This would be appropriate. Big-spending finance companies are partly responsible for the booming demand, in the same way they're pushing up flat rentals.

Nabbed cab? ANYONE recognise that Toyota Crown taxi on the front cover of yesterday's Post? As Management Answers' James Middleton noticed, it was right hand drive. There was a strong chance that it was stolen in Hong Kong and converted into a taxi once it crossed the border.

IEA blackout A COLLEAGUE received a truly heart-warming letter of praise this week from the International Energy Agency, which ran a conference in Hong Kong late last year.

''We would like to offer sincere thanks for your valuable contribution to the IEA Second International Conference on the Clean and Efficient Use of Coal and Lignite,'' said the IEA.

The letter, which was correctly addressed and spelled her name correctly, listed some great things that had happened at a conference she had addressed and stated: ''Your contribution was major factor in bringing about these accomplishments.

''It is our understanding that your session was exceptional.'' She truly is charismatic. She made an exceptional contribution to a conference she didn't address. Or even attend.

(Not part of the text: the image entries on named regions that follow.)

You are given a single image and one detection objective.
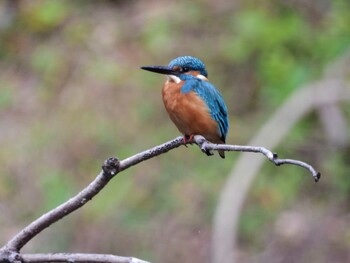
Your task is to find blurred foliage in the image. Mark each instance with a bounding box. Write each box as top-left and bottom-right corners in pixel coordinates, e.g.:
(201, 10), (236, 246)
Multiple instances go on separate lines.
(0, 0), (350, 263)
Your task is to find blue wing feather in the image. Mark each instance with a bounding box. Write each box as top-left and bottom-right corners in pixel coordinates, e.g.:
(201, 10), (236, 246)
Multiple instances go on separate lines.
(181, 75), (229, 142)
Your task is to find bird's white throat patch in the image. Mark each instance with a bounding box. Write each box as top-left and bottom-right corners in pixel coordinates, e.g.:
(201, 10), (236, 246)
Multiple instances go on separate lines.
(167, 75), (181, 84)
(196, 74), (208, 81)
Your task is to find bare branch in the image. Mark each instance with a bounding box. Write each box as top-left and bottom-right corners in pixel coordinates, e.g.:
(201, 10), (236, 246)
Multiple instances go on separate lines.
(21, 253), (149, 263)
(194, 135), (321, 182)
(0, 135), (320, 262)
(6, 137), (184, 251)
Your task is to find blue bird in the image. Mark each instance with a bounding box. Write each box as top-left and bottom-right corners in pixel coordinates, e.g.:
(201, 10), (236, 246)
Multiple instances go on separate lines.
(141, 56), (229, 158)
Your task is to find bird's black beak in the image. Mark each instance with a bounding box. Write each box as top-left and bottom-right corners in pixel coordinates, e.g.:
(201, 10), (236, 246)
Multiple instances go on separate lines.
(141, 66), (179, 75)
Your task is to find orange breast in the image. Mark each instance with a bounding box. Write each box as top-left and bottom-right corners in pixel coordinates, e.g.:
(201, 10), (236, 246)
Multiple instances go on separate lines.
(162, 80), (222, 143)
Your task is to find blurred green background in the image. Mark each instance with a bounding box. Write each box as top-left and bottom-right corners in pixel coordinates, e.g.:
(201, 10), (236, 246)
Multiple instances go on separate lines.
(0, 0), (350, 263)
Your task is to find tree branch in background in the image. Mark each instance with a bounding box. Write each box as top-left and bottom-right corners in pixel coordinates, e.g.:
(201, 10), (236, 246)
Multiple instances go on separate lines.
(212, 52), (350, 263)
(0, 135), (320, 263)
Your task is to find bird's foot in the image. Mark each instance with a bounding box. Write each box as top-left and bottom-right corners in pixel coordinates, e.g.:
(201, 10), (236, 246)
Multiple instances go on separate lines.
(183, 134), (194, 146)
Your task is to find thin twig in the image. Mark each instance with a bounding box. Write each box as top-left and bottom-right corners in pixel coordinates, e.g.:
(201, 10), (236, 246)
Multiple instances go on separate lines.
(22, 253), (149, 263)
(0, 135), (320, 263)
(194, 135), (321, 182)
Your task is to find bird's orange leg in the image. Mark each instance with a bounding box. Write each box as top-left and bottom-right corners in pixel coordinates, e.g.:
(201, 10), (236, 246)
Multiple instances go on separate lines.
(183, 134), (194, 146)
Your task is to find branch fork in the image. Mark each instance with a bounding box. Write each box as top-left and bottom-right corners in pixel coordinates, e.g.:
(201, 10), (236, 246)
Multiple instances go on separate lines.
(0, 135), (321, 263)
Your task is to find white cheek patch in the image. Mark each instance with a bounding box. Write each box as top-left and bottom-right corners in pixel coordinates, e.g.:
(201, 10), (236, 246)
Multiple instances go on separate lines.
(168, 75), (181, 84)
(196, 74), (208, 81)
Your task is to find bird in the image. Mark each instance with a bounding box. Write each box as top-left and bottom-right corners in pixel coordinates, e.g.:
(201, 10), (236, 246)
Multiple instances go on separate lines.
(141, 56), (229, 158)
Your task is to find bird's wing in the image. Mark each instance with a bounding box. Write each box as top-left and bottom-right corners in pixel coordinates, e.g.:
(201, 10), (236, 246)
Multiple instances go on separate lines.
(181, 78), (229, 142)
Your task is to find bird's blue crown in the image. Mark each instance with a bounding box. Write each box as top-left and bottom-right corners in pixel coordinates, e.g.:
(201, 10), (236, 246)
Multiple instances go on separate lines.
(168, 56), (208, 77)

Name to trust YESTERDAY'S announcement by the SFC that a company called Fidelity Limited had been prosecuted for unregistered dealing wasn't as exciting as it looked.

The folks over at Fidelity Investments, the giant fund management house, were very keen to say that they had nothing to do with the miscreants Fidelity Limited.

The folks over at Fidelity Investments are pretty protective about their name, and in the past have made noises about companies that seem to be trying to get a free ride.

For the record, the giant Fidelity group does not offer brokerage services in Hong Kong, even though it does offer them in the US and Britain.

A good name is worth protecting. One broker disputes the conventional reason for the change of name of World International (Holdings), Peter Woo's property and trading group, to Wheelock and Co.

Peter always says the name change was because the Wheelock name had loads of tradition.

The rival version maintains they didn't like being confused with recently listed World Houseware (Holdings), which makes plastic shower curtains.

No legman GIVEN Sir Hamish Macleod's giveaway on electric vehicles - and the piles of cash he was throwing at sewage works and things, it seemed fair to ask how he got from the Legco building after delivering his Budget speech to his next engagement.

This was a press conference in Beaconsfield House - a distance of less than 50 metres.

An official aide whispered that, errr, he'd driven in a limo.